When we add the forcing function (a step voltage), all that's happening is the circuit is no longer "going home". It is being forced to go somewhere else, namely Vs. The natural response still has the same exponent, -t/RC; it's just heading to a different destination. Adding the forcing function to the natural response circuit doesn't change the exponent.

It's kind of amazing how robust that RC time constant is. Changes to the starting point or the ending point have no impact on RC. This is the independence you are sensing.

Forced + Natural response is an application of Superposition. There's more on this here: https://www.khanacademy.org/w/a/ee-superposition
• Isn't the "forced response" scenario just what happens if we take the capacitor away and bump the source to Vs? in which case v = Vs? Why go through the motions of solving a differential equation to get that result?
(1 vote)
• Great question. When you know the forcing input is a step you can pretend the capacitor isn't there and go straight to the solution for forced or "steady-state" response, v = Vs.

This shortcut works when the input is a step, but it does not work in general, for any forcing input. I went back and looked at the three textbooks I use for reference and all of them teach the differential equation route. That's what I did, too. The forced solution isn't really that hard to do. The forced+natural technique is a general approach to attack any circuit with forced input. When going for the forced solution the rule is to "ignore initial conditions" rather than "ignore the storage elements" (capacitors and/or inductors). This works for any forced input, (ramp, sine, step, ...).

The "ignore the capacitor" method is a special case for a step input. As I think about it, this shortcut might be justified in hindsight after you know the answer is v = Vs. Kind of like using the answer from the hard way to come up with a nice shortcut method for step inputs.

If your interest is primarily digital circuits, the lesson to take away from this article is not so much the forced+natural method but rather to instantly go to the solution where you know there will be an exponential going from the starting to ending voltage.
• The separation into forced and natural responses was presented as a way to simplify a non-homogeneous ODE, but the forced response is still a non-homogeneous ODE. The only way it differs from the total response equation is that the I.C.s are zero.
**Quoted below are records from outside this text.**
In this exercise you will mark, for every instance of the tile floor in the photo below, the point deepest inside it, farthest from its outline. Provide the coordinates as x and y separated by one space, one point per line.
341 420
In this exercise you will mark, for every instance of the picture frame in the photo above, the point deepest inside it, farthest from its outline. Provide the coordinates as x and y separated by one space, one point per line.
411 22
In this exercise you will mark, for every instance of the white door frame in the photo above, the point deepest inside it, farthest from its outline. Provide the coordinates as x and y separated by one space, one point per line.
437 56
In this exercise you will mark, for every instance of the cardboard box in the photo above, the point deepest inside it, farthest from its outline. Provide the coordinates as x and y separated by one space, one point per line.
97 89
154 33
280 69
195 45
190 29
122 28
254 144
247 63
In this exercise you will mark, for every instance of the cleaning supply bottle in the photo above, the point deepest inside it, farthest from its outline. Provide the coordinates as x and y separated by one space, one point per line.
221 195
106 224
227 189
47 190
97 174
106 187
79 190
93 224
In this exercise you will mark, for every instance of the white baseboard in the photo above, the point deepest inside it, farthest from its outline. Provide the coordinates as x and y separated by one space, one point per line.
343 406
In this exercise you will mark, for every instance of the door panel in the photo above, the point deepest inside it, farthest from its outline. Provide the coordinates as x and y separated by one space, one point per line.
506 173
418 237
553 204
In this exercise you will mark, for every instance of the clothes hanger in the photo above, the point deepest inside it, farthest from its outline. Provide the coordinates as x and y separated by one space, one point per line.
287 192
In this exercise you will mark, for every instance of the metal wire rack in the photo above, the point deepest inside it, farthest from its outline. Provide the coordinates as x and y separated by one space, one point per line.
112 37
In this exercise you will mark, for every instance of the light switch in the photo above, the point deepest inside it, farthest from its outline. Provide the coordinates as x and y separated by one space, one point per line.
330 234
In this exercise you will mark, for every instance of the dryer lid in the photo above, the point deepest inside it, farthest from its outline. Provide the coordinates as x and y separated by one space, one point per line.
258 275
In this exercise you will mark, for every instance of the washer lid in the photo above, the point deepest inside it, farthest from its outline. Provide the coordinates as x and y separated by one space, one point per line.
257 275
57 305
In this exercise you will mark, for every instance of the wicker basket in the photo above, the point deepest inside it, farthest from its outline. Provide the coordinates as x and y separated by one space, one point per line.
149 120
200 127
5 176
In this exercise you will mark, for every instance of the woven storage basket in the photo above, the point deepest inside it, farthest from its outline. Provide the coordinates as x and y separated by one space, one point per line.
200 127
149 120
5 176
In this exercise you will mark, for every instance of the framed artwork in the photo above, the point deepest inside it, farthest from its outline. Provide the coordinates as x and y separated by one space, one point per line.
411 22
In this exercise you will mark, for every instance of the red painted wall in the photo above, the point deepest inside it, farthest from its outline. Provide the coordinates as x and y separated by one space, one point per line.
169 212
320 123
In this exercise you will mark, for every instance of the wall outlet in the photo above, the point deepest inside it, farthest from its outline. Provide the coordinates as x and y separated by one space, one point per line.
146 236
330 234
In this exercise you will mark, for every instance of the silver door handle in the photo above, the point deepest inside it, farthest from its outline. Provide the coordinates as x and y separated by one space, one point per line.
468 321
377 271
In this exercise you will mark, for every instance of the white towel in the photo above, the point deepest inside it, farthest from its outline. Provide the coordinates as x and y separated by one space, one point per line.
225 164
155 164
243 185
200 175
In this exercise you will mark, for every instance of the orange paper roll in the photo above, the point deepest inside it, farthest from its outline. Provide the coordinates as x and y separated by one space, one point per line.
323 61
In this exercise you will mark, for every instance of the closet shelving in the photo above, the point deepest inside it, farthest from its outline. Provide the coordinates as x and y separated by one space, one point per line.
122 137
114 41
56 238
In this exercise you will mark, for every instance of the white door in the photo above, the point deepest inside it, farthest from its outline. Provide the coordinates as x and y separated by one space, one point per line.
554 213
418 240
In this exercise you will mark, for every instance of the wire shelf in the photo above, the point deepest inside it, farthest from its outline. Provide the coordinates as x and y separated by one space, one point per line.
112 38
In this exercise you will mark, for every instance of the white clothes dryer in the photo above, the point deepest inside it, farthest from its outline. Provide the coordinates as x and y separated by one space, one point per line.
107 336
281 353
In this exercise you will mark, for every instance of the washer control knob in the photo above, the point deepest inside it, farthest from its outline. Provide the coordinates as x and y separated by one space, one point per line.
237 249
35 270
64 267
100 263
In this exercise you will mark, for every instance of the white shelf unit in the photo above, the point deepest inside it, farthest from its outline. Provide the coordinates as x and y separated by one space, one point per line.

I'm sort of confused how that simplifies things?
• So total response is just value of voltage across capacitor varying with time, right ? But what about voltage across resistor, how do we find that ?
(1 vote)
• To find the voltage across a resistor you use Ohm's Law, v = i R. You know R (it is "R" or a real value given to you in the problem statement) and you need to find i. Since you now know the voltage on the capacitor, what equation might you use to find the capacitor current, (which is the same as the resistor current)?

i = C dv/dt

To find the current, take the derivative of the voltage, then multiply by C.
To find the voltage on R, multiply the current you just found by R.